Write unit tests for this function using [TESTING FRAMEWORK, e.g., Jest, pytest, JUnit]. Cover: happy path, edge cases (empty input, null values, boundary values), error conditions, and any important business logic branches. Each test should have a descriptive name explaining what it verifies. Target: [NUMBER]% code coverage. Function to test: [PASTE FUNCTION]
Refactor this code to improve readability, reduce complexity, and follow [LANGUAGE] best practices. Current complexity concerns: [DESCRIBE, e.g., deeply nested conditionals, repeated logic, unclear naming]. Preserve the exact same functionality and return values. Explain each refactoring decision. If you split into multiple functions, explain the single-responsibility principle behind each. Code: [PASTE CODE]
Create a README.md for this project. Repository: [REPO NAME]. Tech stack: [LIST TECHNOLOGIES]. Include: project description (2-3 sentences), features list, prerequisites, installation steps (exact commands), environment variable setup (.env.example format), how to run locally, how to run tests, project structure overview (folder tree), contributing guidelines, and license. Keep it concise but complete enough for a new developer to get started in under 10 minutes.

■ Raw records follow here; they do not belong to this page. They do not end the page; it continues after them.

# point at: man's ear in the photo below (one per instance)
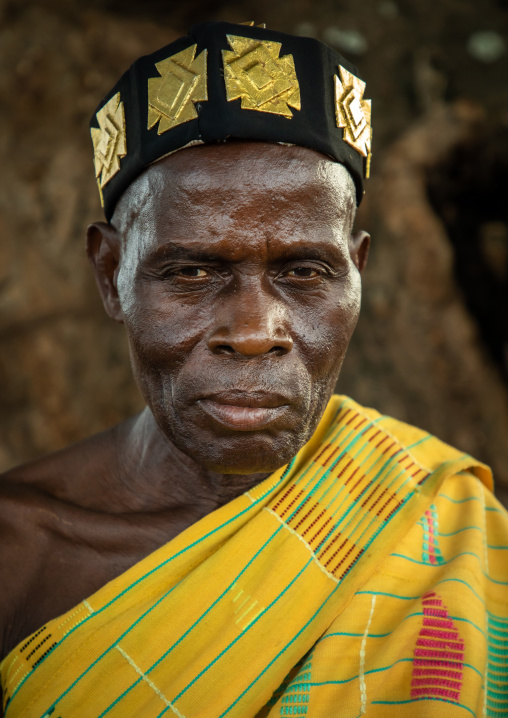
(103, 249)
(359, 245)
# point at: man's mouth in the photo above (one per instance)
(244, 411)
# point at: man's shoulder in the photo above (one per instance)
(60, 473)
(427, 450)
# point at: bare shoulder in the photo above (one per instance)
(42, 505)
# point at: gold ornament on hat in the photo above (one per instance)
(171, 96)
(353, 113)
(109, 140)
(254, 72)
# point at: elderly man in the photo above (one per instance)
(250, 544)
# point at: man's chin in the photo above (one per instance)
(242, 455)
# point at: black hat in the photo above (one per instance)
(226, 81)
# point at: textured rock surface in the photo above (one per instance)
(64, 367)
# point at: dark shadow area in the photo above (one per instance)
(469, 192)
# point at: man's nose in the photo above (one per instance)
(251, 324)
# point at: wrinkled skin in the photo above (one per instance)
(237, 276)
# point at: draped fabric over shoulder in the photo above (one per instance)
(368, 576)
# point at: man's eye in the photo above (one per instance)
(192, 272)
(303, 273)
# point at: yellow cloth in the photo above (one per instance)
(368, 576)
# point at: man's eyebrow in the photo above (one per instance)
(320, 252)
(173, 250)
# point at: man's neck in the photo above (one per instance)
(154, 475)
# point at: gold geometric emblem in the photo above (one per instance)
(264, 81)
(171, 97)
(109, 140)
(352, 112)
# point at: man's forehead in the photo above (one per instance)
(281, 175)
(259, 163)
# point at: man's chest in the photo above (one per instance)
(47, 571)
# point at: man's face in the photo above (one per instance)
(239, 295)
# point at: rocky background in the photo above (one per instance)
(432, 344)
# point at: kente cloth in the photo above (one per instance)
(369, 576)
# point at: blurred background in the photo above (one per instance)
(431, 347)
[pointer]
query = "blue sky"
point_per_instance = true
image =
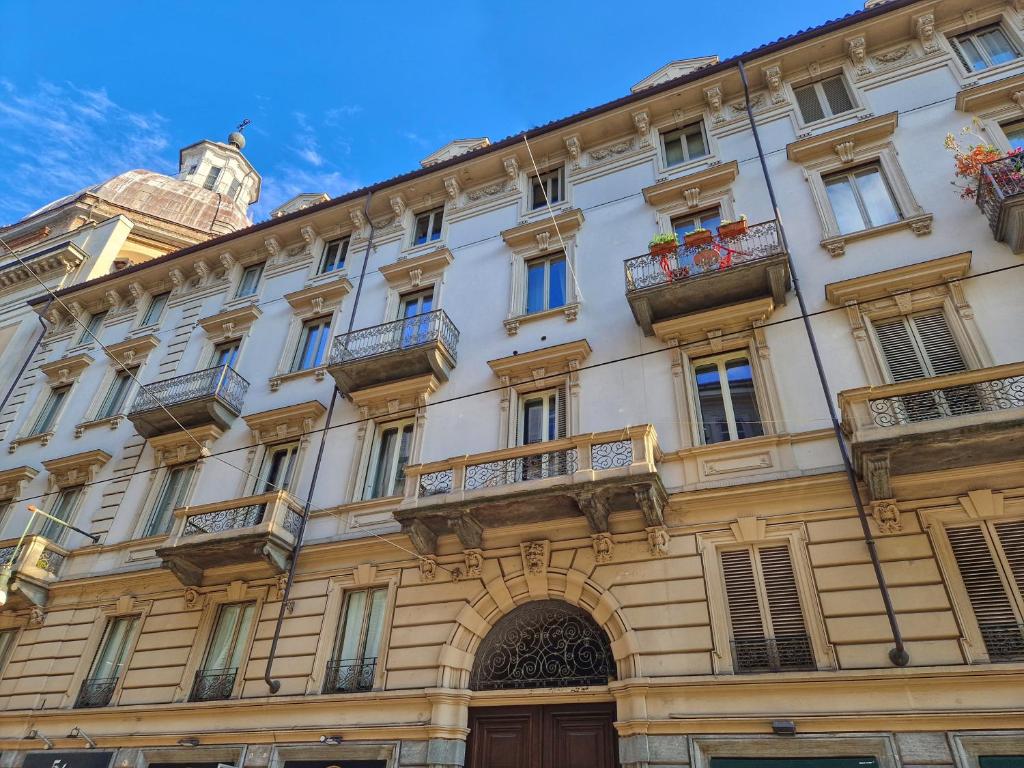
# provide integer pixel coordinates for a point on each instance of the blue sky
(340, 94)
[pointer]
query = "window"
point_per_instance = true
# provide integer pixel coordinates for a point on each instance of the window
(334, 255)
(91, 330)
(727, 406)
(388, 458)
(172, 495)
(225, 353)
(684, 144)
(215, 680)
(116, 395)
(982, 48)
(545, 283)
(312, 344)
(823, 99)
(920, 346)
(354, 659)
(211, 178)
(428, 226)
(250, 280)
(860, 199)
(47, 416)
(62, 509)
(109, 665)
(156, 308)
(990, 558)
(765, 616)
(547, 188)
(279, 466)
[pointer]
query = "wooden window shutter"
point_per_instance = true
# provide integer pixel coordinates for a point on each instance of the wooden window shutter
(985, 590)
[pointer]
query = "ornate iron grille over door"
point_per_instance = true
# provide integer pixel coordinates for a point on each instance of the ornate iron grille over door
(544, 644)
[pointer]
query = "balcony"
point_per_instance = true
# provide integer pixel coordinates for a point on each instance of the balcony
(1000, 198)
(255, 536)
(211, 396)
(36, 566)
(590, 474)
(727, 270)
(943, 422)
(381, 354)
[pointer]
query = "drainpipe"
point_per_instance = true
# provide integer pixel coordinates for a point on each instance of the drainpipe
(897, 654)
(272, 683)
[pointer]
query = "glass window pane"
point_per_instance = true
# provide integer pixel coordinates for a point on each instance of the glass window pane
(875, 195)
(844, 204)
(713, 416)
(556, 283)
(744, 404)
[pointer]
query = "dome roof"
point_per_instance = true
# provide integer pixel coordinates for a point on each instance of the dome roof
(166, 198)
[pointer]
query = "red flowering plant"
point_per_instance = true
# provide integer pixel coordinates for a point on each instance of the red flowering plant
(969, 161)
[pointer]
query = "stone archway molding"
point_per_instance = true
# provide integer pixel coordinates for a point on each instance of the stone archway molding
(503, 594)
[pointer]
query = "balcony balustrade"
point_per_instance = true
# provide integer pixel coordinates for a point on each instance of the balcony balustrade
(726, 270)
(255, 536)
(211, 396)
(35, 566)
(1000, 198)
(593, 474)
(942, 422)
(391, 351)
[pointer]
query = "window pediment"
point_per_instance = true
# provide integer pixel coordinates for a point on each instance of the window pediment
(181, 446)
(67, 369)
(284, 423)
(318, 299)
(898, 281)
(691, 186)
(542, 235)
(715, 323)
(231, 323)
(133, 350)
(11, 481)
(541, 363)
(77, 469)
(843, 141)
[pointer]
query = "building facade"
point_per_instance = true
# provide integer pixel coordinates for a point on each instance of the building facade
(563, 499)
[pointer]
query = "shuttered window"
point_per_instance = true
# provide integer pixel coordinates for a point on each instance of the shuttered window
(921, 346)
(765, 615)
(990, 558)
(823, 99)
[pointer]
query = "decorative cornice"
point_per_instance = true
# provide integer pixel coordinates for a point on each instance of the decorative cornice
(541, 363)
(848, 136)
(709, 179)
(910, 278)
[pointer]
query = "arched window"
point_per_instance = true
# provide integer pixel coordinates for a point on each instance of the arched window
(543, 644)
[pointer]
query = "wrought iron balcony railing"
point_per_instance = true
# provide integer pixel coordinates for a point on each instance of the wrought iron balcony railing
(222, 382)
(213, 685)
(349, 675)
(401, 334)
(773, 654)
(96, 692)
(759, 242)
(1005, 642)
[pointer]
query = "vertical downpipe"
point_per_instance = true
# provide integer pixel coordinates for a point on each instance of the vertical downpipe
(897, 654)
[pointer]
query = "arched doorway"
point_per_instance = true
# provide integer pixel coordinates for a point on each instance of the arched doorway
(543, 644)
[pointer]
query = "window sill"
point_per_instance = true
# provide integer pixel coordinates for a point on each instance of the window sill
(316, 374)
(43, 438)
(111, 422)
(920, 225)
(570, 311)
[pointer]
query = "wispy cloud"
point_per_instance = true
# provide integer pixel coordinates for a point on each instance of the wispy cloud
(59, 137)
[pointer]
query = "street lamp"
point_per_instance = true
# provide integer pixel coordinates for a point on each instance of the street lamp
(7, 569)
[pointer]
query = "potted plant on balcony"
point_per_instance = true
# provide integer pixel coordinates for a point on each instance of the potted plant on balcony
(698, 237)
(730, 228)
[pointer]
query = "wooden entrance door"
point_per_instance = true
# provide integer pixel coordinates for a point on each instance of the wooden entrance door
(551, 736)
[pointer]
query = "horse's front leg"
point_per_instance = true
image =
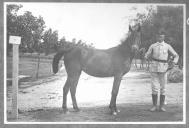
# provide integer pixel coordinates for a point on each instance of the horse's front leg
(65, 93)
(115, 90)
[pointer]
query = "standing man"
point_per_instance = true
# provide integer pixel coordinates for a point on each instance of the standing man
(158, 52)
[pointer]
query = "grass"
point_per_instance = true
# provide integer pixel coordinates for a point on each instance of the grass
(28, 67)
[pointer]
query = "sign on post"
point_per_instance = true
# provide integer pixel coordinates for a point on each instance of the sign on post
(15, 40)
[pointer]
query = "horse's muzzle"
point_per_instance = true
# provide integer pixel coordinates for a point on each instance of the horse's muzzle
(135, 48)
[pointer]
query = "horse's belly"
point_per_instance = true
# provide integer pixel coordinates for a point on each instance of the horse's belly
(99, 66)
(97, 73)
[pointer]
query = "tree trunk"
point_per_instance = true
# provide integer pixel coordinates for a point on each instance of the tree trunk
(38, 63)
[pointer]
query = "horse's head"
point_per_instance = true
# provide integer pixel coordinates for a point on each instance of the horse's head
(134, 37)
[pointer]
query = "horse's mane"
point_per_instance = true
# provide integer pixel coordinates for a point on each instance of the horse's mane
(125, 45)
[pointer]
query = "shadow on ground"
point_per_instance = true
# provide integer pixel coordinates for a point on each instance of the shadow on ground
(129, 113)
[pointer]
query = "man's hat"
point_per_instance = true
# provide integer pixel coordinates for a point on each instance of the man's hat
(162, 32)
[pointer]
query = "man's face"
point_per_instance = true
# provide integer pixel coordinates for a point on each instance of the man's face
(160, 38)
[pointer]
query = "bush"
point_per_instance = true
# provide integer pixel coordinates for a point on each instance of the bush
(175, 75)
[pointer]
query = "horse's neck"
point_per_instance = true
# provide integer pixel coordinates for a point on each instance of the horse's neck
(125, 51)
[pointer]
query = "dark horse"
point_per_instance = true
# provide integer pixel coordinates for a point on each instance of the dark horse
(112, 62)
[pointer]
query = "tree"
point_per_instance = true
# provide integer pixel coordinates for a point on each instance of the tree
(29, 27)
(11, 22)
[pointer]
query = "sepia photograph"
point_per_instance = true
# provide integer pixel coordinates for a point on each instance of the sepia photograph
(94, 63)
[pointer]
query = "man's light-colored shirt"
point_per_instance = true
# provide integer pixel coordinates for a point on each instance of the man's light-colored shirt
(160, 51)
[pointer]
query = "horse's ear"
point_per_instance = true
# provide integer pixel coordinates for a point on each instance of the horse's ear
(130, 29)
(139, 28)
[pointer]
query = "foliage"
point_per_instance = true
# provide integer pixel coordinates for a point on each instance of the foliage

Frequently Asked Questions

Should I trust AI-generated code in production?

Never blindly copy AI-generated code into production. Always review it for correctness, security, and edge cases. AI is excellent at scaffolding, boilerplate, and suggesting approaches, but a human developer must verify the output just as they would review a junior developer’s pull request.

Which AI model is best for coding tasks?

Claude excels at explaining complex code and reasoning through architecture decisions. GPT-4 is strong at code generation across many languages. GitHub Copilot is best for inline autocomplete during active coding. Use the right tool for the right task.

How do I give AI enough context for accurate code help?

Include the language, framework version, the purpose of the code, relevant type definitions or interfaces, and what you have already tried. The more specific your context, the more accurate the output. Pasting the actual error message and stack trace is far better than describing the problem vaguely.